On a similar note, changes have happened to security. Since the end of cold war, security provision is no more the responsibility of the state alone nor is state the referent object alone. There is an extension to how security was understood. According to Rothschild (1995), the concept of security is extended from nations to individuals (groups and individuals), international systems (supranational physical environment) and biosphere. Agreeing with Rothschild, Lasicov? (2006), calls the extension as levels. He further argues that security was directing attention to other areas of social life, such as; economic, societal, environmental, energy or information. The social life extension is supported by Baldwin (1997), who also adds such issues as human rights, drug traffic, epidemics, crime, or social injustice to the list and suggest security is giving high priority to them. While some people who are better-off can distance themselves from some security threats, they share others equally with the poor (incurable disease, natural disasters, nuclear war), and create some new ones for themselves (Buzan, 1991). Hence, security is not only perceived from a singular point of view the ‘state’, but from several essential views.

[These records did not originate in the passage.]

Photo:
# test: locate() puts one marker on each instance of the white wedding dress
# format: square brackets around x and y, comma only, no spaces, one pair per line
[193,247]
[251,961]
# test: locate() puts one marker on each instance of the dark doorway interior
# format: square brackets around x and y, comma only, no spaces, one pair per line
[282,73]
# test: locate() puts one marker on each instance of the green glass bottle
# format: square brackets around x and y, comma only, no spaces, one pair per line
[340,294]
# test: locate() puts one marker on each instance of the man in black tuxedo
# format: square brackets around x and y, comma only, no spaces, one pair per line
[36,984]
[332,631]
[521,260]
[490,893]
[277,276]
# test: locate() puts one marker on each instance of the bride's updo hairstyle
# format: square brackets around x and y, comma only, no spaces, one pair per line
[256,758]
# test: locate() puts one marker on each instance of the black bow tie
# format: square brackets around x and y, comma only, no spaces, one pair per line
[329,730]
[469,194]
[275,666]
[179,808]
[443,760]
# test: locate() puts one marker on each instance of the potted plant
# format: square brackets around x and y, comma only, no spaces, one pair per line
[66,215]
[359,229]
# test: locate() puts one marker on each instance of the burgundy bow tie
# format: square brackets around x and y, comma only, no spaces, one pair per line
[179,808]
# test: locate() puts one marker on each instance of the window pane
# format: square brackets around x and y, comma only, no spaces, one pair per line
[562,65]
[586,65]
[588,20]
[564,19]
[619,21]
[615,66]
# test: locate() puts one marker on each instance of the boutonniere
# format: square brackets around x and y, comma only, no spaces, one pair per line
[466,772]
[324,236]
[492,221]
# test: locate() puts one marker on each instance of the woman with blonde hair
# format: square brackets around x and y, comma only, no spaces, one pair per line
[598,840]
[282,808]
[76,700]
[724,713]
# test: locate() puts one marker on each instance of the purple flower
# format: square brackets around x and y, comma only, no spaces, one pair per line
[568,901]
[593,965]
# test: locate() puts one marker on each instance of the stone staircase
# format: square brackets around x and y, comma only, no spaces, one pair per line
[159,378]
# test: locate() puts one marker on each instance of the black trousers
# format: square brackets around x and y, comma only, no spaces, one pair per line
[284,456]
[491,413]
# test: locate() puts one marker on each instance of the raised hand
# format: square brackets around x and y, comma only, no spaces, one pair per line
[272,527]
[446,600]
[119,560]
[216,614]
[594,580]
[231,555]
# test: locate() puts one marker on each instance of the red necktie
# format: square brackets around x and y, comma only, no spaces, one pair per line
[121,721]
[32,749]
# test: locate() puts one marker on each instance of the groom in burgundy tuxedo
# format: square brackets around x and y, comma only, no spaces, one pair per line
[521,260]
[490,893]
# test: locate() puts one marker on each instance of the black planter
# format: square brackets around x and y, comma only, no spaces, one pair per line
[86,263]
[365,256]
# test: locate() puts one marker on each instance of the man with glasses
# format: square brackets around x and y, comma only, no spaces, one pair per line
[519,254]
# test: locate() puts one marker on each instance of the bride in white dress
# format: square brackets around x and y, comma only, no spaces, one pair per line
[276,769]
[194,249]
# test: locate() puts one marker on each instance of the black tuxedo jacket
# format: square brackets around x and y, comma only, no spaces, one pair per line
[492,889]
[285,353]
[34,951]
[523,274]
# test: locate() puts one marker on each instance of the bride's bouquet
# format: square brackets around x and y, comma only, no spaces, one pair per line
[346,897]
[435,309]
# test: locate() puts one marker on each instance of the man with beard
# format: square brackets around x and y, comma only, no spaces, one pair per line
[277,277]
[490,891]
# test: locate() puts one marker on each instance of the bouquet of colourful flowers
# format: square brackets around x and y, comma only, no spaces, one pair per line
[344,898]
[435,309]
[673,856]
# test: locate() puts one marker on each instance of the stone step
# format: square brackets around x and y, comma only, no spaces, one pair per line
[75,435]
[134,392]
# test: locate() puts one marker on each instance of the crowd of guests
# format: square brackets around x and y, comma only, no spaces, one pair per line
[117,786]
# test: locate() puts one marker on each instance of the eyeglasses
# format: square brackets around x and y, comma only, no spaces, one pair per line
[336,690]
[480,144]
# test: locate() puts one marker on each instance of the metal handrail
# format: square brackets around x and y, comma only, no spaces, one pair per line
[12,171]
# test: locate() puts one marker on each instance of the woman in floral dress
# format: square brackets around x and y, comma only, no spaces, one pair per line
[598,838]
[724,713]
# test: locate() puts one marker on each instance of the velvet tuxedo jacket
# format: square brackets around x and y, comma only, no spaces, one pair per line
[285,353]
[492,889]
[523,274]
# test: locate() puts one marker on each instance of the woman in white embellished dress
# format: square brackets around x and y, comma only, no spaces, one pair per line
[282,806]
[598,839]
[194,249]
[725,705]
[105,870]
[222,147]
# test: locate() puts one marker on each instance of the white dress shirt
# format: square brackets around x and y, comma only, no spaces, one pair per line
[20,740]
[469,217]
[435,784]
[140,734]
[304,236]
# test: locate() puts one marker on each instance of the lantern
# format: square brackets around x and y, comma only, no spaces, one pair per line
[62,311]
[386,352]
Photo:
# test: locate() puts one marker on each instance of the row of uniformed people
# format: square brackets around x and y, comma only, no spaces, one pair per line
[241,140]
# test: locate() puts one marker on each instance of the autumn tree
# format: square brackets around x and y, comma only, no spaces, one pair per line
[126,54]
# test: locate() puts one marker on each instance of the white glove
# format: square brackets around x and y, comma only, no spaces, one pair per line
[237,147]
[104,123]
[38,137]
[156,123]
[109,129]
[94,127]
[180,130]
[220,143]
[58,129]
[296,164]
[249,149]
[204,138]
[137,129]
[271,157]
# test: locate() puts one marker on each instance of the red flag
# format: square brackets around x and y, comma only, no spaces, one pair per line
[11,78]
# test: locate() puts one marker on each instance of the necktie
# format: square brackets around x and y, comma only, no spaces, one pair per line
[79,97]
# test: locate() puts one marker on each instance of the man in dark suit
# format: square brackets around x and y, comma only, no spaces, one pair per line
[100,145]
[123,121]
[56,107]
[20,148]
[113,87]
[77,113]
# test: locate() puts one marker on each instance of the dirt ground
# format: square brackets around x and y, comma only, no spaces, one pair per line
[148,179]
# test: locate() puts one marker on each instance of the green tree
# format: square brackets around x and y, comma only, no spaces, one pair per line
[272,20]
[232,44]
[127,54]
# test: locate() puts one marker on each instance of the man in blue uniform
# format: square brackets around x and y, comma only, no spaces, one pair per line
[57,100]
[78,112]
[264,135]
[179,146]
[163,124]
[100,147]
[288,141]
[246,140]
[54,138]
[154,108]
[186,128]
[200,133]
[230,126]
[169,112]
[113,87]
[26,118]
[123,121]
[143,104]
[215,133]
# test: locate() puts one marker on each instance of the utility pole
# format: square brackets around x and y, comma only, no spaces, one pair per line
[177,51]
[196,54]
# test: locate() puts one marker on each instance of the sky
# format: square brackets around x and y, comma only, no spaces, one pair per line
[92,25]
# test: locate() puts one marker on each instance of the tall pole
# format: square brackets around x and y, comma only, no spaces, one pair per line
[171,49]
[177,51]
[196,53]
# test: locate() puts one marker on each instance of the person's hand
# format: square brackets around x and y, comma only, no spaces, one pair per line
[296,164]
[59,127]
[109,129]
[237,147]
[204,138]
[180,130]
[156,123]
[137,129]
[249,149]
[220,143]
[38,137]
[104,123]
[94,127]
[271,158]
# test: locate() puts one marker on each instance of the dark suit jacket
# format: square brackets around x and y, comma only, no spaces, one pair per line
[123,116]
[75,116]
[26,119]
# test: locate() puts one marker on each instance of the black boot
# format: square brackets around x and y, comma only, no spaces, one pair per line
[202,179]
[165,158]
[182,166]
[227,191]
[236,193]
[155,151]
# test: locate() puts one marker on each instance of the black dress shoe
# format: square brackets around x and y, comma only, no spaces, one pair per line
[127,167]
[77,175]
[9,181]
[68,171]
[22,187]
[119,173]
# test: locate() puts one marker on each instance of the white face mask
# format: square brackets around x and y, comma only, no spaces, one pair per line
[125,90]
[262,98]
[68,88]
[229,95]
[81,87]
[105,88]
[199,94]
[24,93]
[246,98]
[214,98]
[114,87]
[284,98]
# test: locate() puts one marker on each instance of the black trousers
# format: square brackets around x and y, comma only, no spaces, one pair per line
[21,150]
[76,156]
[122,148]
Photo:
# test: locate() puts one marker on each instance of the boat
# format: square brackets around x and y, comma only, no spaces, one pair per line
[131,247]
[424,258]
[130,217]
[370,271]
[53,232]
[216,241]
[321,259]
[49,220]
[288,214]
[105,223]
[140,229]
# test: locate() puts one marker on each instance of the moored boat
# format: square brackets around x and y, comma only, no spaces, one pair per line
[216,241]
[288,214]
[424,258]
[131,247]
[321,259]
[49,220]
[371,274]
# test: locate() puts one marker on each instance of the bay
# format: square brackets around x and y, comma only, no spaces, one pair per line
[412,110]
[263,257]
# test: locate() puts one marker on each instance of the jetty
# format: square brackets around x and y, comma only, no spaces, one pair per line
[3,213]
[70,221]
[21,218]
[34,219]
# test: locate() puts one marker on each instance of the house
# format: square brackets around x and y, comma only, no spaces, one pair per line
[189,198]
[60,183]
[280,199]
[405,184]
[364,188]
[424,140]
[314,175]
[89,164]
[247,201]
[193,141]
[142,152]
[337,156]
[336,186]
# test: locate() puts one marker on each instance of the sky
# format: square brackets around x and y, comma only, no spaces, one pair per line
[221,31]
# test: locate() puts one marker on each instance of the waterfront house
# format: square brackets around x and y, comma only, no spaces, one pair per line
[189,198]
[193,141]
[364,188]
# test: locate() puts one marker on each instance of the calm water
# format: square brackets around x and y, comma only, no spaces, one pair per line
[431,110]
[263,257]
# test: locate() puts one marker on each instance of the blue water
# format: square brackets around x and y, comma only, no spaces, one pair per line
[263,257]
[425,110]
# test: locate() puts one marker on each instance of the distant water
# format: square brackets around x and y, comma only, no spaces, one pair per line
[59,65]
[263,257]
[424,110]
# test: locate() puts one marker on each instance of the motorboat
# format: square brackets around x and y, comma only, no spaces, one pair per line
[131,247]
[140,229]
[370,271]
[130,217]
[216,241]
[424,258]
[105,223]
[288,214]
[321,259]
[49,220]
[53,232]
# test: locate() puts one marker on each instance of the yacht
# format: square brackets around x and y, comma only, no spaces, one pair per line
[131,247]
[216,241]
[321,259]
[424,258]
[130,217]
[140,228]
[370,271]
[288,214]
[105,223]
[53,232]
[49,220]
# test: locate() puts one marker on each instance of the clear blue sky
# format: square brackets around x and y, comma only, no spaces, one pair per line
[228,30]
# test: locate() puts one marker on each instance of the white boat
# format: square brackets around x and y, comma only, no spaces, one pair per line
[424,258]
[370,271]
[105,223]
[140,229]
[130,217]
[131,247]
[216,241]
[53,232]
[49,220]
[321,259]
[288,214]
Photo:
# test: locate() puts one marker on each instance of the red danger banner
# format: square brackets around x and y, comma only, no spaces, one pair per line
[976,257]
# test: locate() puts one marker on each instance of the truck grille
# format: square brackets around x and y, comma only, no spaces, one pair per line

Many scholars have admitted that safety and security are different concepts mainly by their definitions. However, they also admit that from these definitions, some similarities can be found. Firesmith (2003), defines safety as the degree to which accidental harm is prevented, detected, and reacted to. When this happens, the state of being “safe” is attained. The attainment of safety does not leave aside security concept which is defined as the degree to which malicious harm is prevented, detected, and reacted to (Firesmith, 2003). All the two concepts deal with prevention, detection and reaction. Albrechtsen (2003), support the idea and think industrial safety and security are the same since they both protect assets from hazards/threats creating safe/secure conditions. Another similarity between security and safety is that they are both expressed around the risk impression (Ludovic & Claude, n.d.). Oakes (2009), while concurring with the Ludovic & Claude similarity, believes security which addresses the risk of harm due to intentional criminal acts such as assault, burglary or vandalism security is also known as social safety or public safety. Above all, it is important to note that people’s security will always be assessed by the situation of a safe environment.
In conclusion, while the concept of safety and security does not exist in a political vacuum, there are extensions to them in the modern world. Safety and Security deserve similar consideration despite being developed with a certain degree of rivalry between them. All in all, it is no longer possible to be truly safe without also being secure.